I think the main reason it's failing is because your if statement will never be true. I've never done any comparisons like this but you can simplify your code significantly and still get the desired effect.

A few suggestions:

  1. Don't define locators as Strings, define them as Bys. The By class is defined for just such a task and makes using and passing them around MUCH easier.

    String selector = ".rmcAlertDialog .buttons:first-child";
    

    would turn into

    By locator = By.cssSelector(".rmcAlertDialog .buttons:first-child");
    

    Note the correction that S Ahmed pointed out in his answer.

  2. You don't need to find the element to wait for it to be clickable. There is an overload that takes a By locator, use that instead.

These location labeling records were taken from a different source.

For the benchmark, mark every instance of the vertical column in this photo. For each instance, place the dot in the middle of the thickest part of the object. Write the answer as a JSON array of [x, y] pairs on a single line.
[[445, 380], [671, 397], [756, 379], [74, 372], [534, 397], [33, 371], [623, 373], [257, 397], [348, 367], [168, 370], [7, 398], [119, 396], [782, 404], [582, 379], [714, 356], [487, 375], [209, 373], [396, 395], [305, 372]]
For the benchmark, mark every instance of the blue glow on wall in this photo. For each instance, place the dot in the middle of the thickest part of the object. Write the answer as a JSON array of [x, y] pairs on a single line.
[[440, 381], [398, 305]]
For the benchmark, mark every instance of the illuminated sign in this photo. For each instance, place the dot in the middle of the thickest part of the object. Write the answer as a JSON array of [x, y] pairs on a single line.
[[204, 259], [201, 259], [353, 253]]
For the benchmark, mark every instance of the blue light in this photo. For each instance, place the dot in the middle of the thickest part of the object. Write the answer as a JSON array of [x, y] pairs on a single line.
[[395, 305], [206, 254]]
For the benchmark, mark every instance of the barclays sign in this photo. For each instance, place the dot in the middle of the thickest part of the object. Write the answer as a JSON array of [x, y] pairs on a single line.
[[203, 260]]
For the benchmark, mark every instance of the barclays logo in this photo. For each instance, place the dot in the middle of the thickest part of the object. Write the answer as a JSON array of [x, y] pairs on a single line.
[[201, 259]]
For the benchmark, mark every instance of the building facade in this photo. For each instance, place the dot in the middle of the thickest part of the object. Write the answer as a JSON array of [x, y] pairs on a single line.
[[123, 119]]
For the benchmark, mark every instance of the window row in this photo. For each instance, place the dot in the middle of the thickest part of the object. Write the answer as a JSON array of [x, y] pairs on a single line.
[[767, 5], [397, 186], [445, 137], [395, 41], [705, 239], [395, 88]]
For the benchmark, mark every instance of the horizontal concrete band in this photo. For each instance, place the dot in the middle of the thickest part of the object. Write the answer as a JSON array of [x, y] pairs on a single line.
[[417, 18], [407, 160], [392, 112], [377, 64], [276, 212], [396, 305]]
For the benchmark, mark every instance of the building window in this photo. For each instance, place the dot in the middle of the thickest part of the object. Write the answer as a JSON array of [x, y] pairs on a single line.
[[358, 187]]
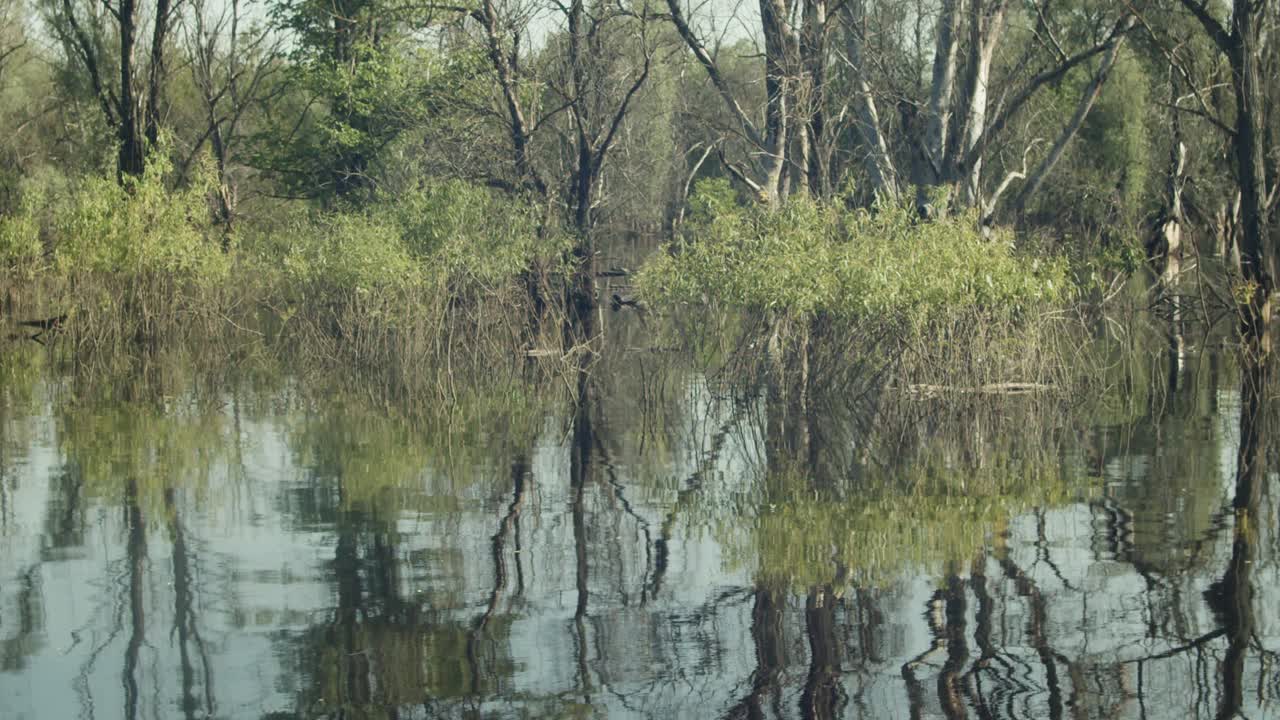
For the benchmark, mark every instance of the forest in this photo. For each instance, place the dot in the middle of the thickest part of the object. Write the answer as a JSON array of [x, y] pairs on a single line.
[[359, 167], [639, 359]]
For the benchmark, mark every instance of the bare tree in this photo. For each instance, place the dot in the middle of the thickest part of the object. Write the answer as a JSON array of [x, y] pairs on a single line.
[[231, 65], [1243, 41], [85, 28]]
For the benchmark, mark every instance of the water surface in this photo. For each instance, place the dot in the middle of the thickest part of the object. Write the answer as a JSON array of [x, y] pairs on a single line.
[[662, 550]]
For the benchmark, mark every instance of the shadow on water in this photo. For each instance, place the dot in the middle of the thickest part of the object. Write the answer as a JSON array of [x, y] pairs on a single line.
[[647, 538]]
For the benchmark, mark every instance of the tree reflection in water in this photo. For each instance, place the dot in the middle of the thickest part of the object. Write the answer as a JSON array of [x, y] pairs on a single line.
[[695, 554]]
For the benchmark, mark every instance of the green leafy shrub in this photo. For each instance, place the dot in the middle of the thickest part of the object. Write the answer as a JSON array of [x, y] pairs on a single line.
[[808, 258], [137, 228]]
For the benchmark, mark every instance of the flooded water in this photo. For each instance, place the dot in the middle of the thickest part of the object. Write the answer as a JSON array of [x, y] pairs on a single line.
[[653, 552]]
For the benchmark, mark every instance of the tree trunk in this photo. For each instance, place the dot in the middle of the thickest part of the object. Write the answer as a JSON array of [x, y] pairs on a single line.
[[988, 18], [132, 156], [158, 72], [933, 164], [1073, 126], [778, 73], [880, 165], [1257, 256]]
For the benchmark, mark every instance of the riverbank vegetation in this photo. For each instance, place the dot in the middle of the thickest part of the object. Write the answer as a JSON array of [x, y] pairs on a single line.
[[408, 188]]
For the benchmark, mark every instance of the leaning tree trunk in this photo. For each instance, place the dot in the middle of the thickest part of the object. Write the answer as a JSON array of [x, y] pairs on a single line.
[[1257, 256], [933, 171], [1074, 124], [132, 158], [878, 163]]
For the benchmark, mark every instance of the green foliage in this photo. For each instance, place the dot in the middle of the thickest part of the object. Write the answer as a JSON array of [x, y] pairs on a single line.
[[371, 82], [885, 265], [136, 228], [449, 235]]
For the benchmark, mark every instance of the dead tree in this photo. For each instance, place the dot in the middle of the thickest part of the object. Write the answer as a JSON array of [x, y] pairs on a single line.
[[133, 113]]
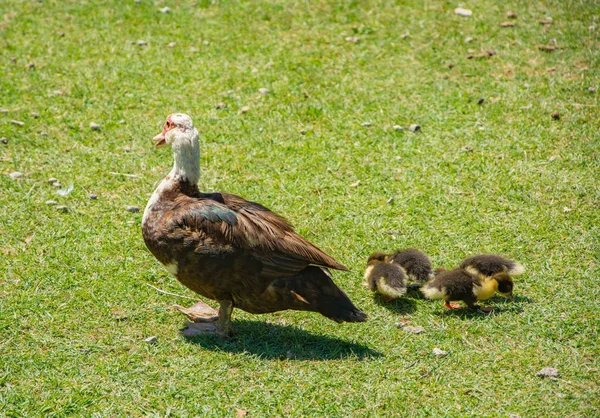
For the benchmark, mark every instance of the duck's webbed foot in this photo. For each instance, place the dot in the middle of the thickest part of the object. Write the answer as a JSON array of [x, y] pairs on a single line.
[[451, 305], [219, 325], [200, 312]]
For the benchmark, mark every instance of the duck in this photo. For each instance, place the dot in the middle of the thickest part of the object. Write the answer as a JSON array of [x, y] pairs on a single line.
[[231, 250], [486, 265], [388, 279], [415, 263], [462, 285]]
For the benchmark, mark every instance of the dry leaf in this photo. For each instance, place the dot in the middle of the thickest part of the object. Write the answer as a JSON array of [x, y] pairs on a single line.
[[29, 238]]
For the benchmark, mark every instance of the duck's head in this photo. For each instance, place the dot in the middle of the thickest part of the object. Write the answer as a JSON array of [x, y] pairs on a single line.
[[178, 132], [505, 284], [376, 258]]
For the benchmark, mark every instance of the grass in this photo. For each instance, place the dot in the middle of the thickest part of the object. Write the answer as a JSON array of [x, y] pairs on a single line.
[[75, 303]]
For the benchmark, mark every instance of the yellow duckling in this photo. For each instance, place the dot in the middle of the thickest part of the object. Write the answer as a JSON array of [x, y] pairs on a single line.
[[384, 277], [461, 285]]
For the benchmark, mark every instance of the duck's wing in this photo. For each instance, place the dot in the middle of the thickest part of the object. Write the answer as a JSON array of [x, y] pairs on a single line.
[[228, 221]]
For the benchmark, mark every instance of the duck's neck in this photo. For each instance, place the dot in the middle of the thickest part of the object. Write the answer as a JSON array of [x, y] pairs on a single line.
[[186, 166]]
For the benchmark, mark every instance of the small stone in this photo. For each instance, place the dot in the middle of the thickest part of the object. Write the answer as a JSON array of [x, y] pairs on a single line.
[[548, 372], [151, 340], [439, 352], [463, 12], [414, 330]]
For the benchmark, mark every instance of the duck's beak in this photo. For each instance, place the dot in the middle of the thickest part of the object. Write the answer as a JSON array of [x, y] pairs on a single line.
[[159, 140]]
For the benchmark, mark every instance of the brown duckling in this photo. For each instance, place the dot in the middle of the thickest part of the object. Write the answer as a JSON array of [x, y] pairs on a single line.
[[384, 277], [415, 263], [461, 285], [486, 265]]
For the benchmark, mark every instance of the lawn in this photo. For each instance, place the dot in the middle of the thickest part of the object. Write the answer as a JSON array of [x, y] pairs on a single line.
[[78, 291]]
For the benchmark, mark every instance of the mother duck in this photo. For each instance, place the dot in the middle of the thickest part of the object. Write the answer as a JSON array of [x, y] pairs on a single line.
[[228, 249]]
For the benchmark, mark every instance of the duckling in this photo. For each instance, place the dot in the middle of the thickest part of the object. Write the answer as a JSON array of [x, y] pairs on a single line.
[[486, 265], [415, 263], [388, 279], [460, 284]]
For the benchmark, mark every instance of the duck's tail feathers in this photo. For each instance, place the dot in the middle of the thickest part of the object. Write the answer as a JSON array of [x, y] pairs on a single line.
[[316, 292]]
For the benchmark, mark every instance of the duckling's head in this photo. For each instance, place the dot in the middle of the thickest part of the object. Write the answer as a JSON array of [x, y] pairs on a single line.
[[505, 284]]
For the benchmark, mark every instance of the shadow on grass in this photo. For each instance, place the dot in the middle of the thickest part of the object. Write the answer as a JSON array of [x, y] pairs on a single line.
[[272, 341], [501, 306], [400, 306]]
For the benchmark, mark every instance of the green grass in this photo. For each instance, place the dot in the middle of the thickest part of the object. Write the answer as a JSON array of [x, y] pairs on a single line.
[[75, 305]]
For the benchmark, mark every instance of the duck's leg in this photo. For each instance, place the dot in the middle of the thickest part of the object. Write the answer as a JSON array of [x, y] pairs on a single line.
[[449, 305], [200, 312], [224, 328]]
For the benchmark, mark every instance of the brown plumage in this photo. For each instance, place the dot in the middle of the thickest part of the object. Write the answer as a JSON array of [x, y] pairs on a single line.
[[386, 278], [461, 285], [487, 265], [415, 263], [234, 251]]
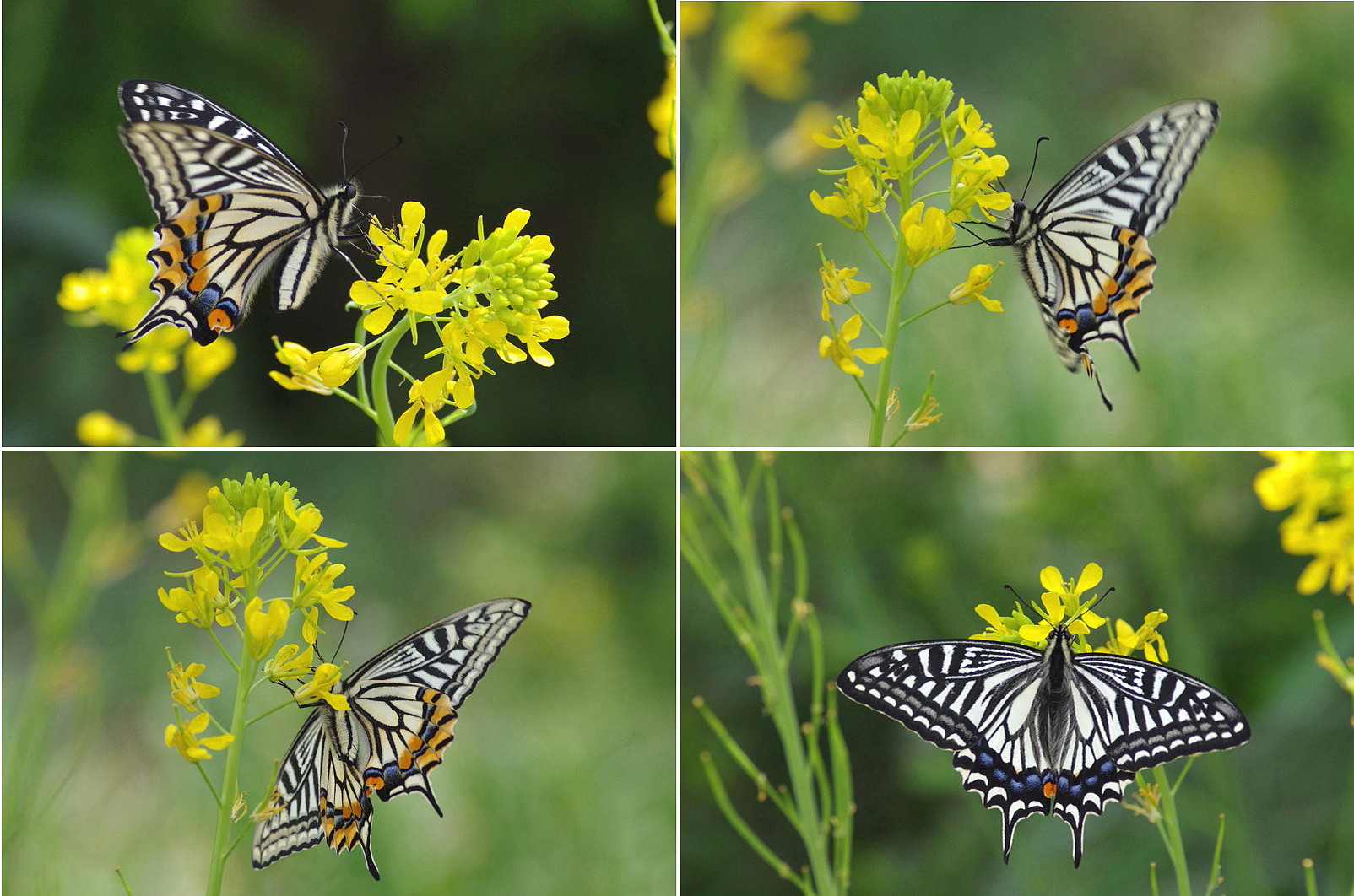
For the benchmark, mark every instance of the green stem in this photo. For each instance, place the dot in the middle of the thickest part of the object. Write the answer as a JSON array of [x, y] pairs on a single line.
[[896, 287], [171, 427], [379, 383], [1170, 829], [226, 795]]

    RemoteWebElement selection = (RemoteWebElement) driver.findElement(By.cssSelector(selector));
    WebDriverWait wait = new WebDriverWait(driver, 60);
    WebElement element = wait.until(ExpectedConditions.elementToBeClickable(selection));
    

    becomes

    WebElement element = new WebDriverWait(driver, 60).until(ExpectedConditions.elementToBeClickable(locator));
    
  3. Skip the RemoteWebElement and WebElement comparison. I don't think this will work and there's no need for it anyway. Your locator will locate the same element consistently.

So your final code should look something like

By locator = By.cssSelector(".rmcAlertDialog .buttons:first-child");
new WebDriverWait(driver, 60).until(ExpectedConditions.elementToBeClickable(locator)).click();

1 Comment

Re 1. If you look at my example code it is doing exactly that. Re 2. This is just example code, in reality the first two lines, getting the selection, are elsewhere. Re 3. Correct, as until() will throw an exception if it times out, but that isn't what is causing selection.click() to do nothing, selection.click() is being called, it just isn't doing anything.